На этот раз я не прошла мимо. В последнее время я особенно увлеклась изучением поведения сливок, будучи убежденной, что не только КПЖ влияет на их способность приспосабливаться к новой действительности. Я сама была тому ярким примером: высокое КПЖ не принесло мне даже элементарного смирения и спокойствия.
Бродяга был очень худым, мешковатые штаны болтались, держась на туго затянутом ремне. Один край свободной клетчатой рубашки был заправлен, другой болтался навыпуск. Светлые спутанные довольно редкие волосы местами доходили до плеч и прикрывали большую часть лица. Я видела только острый нос на тощем лице, смыкающиеся и размыкающиеся губы, и затуманенный взгляд под лохмами.
При этом бродяга выглядел в меру чистым и опрятным. От запаха бомжа нашего времени уже появилась бы резь в глазах, а его физиономия оказалась бы спитой и испещрённой глубокими ранними морщинами.
Тут ничего этого не было. Бедолага, у которого, вероятно, все-таки имелась крыша над головой, больше походил на блаженного.
Я остановилась напротив, а он продолжал петь, и, как будто почувствовав моё внимание, делал это более старательно. При этом взгляд его был прикован к прежней, выбранной ещё до моего появления точке.
Песня была очень старая, кажется, входила в школьную программу.
Тут меня передернуло. Ну конечно! Мои же дети пели её в музыкальной школе. Соня и Андрюша поступили в первый класс музыкалки одновременно, только на разные инструменты. Но хором занимались в одной группе. Пение лучше давалось Андрею.

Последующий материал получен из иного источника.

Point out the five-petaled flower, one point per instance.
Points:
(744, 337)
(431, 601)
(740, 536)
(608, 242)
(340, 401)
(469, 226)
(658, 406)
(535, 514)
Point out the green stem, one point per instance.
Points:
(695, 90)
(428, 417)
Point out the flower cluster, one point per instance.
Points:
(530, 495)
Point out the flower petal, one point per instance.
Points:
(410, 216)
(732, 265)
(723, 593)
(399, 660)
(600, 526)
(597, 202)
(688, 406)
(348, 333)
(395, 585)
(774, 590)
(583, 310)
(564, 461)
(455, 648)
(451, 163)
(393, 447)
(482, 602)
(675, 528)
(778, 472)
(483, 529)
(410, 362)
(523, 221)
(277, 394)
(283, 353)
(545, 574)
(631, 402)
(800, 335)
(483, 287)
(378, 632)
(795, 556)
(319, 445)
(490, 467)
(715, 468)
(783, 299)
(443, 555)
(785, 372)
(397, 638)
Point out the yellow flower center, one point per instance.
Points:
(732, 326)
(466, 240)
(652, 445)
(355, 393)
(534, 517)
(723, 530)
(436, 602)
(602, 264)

Я почти физически ощутила, как в моей голове заметались импульсы, отвечающие за причинно-следственные связи, логическое и ассоциативное мышление и сформировали в итоге пугающую и волнующую догадку.
Этого не может быть!
Я медленно подняла руку и аккуратно отодвинула спутанную прядь с лица мужчины. Нет, ничего знакомого в этом худом измождённом лице с бесцветными потухшими глазами я не увидела.
Бродяга замолчал и последние остатки моих страшных догадок рассеялись, как дым. Все дело было в голосе. Андрюша пел эту песню очень похоже, он очень ее любил.
Я вдруг почувствовала огромный прилив нежности к этому странному незнакомцу. Ни один из выросших детей-сливок, будь он более ухоженный, здоровый и умный, не вызывал во мне подобных эмоций.
Жанна, терпеливо ожидающая рядом, недоверчиво спросила:
– Ты узнала его?
– Не то чтобы, – поспешила ответить я.
И с этими словами бесцеремонно взяла бродягу за руку и задрала широкий рукав его рубашки почти по самое плечо.
Он не сопротивлялся, но наконец перевёл на меня взгляд, в котором появились проблески живости и интереса.
Я же в этот момент уже зажмурилась и сделала очень глубокий вдох, чтобы не лишиться чувств прямо здесь.
Сказать, что мои подозрения подтвердились, было бы неправильно, ведь я даже не подумала заподозрить в этом человеке своего сына. Просто то ли женская интуиция, то ли материнский инстинкт, заставили меня сделать это – взглянуть на то место, где у моего Андрюши было родимое пятно в форме мотылька. Чтобы обнаружить его.